Two bodies,one held 0.98m vertically above other,are released simultaneously and fall freely under gravity.After 2 seconds,their relative separation is?
since the acc on them is constant (9.8 m/s) hence till the time the body vertically high covers o.98 m the second body wuld have been displaced 0.98mts downward n iff the downfall continues for infinity sio the distance between the two bodies wuld always be 0.98 m fo the nth second
Education
Let the body 0.98 m above be B and the lower body be B*.
THEREFORE:- for B
u= 0m/s
g=(-9.8)m/s² ( - sign because of sign convention)
t=2 s
So By - S= ut+½at²
S=½(-9.8)(4)
S= -19.6 m.-------1)
For second body B*
u=0
a=-9.8m/s²
t=2 s
S*=ut+½at²
S*=½(-9.8)(4)
S*= (-19.6m)
Therefore S*=S. SO initial separation is equal to final separation = 0.98m. This is the answer.

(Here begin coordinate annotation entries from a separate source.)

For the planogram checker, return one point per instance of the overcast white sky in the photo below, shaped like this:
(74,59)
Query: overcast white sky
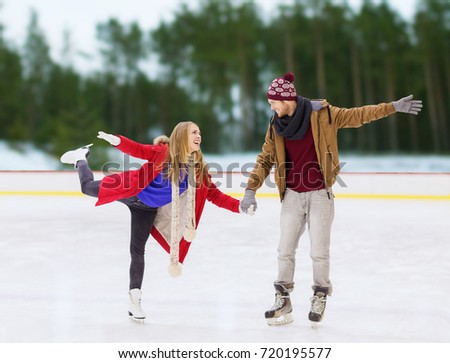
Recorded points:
(81,16)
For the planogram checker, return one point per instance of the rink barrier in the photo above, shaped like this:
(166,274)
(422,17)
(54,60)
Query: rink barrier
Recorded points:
(381,185)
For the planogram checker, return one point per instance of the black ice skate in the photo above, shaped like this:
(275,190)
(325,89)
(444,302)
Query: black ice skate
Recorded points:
(318,304)
(280,314)
(135,311)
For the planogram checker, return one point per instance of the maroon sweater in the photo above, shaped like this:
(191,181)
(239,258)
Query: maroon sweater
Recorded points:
(303,172)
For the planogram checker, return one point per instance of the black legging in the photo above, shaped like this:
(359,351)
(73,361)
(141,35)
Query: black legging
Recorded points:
(142,218)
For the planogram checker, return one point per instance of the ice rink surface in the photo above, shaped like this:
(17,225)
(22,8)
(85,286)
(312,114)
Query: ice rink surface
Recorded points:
(64,275)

To determine the relative separation between the two bodies after 2 seconds, we can use the equations of motion for a freely falling object under gravity. The key equation we need is:
h = ut + (1/2)at^2
where:
h is the height or separation of the bodies,
u is the initial velocity (which is 0 since both bodies are released),
a is the acceleration due to gravity (approximately 9.8 m/s^2),
t is the time (2 seconds in this case).
First, let's find the separation for each body after 2 seconds.

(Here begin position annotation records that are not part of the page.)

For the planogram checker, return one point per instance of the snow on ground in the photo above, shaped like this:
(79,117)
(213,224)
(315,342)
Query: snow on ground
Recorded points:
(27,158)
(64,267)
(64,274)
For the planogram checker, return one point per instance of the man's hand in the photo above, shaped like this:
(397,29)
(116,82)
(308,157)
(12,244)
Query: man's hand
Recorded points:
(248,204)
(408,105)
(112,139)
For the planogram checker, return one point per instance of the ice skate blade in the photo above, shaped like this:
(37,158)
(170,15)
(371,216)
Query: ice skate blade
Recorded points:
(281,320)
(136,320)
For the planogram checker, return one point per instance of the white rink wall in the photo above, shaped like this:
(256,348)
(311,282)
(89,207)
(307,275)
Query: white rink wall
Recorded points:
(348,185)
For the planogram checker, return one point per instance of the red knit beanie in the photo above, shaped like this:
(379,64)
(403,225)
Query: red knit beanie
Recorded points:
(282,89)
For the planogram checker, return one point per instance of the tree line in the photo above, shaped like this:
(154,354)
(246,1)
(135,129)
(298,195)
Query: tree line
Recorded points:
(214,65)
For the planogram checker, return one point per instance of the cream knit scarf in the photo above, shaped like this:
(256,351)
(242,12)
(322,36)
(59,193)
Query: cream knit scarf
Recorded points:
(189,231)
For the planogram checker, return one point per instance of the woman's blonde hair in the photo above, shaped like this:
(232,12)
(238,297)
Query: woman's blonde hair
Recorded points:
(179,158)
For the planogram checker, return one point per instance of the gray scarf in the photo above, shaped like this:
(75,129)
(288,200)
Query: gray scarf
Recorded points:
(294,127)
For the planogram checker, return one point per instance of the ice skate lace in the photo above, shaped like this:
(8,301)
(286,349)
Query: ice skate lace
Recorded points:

For the body held 0.98m vertically above the other:
h1 = (0 * 2) + (0.5 * 9.8 * 2^2)
For the body below:
h2 = (0 * 2) + (0.5 * 9.8 * 2^2)
Now, let's find the relative separation between the two bodies by subtracting these values:
Relative separation = h2 - h1
Substituting the values, we get:
Relative separation = [(0 * 2) + (0.5 * 9.8 * 2^2)] - [(0 * 2) + (0.5 * 9.8 * 2^2)]
Simplifying:
Relative separation = 0
Therefore, the relative separation between the two bodies after 2 seconds is 0 meters.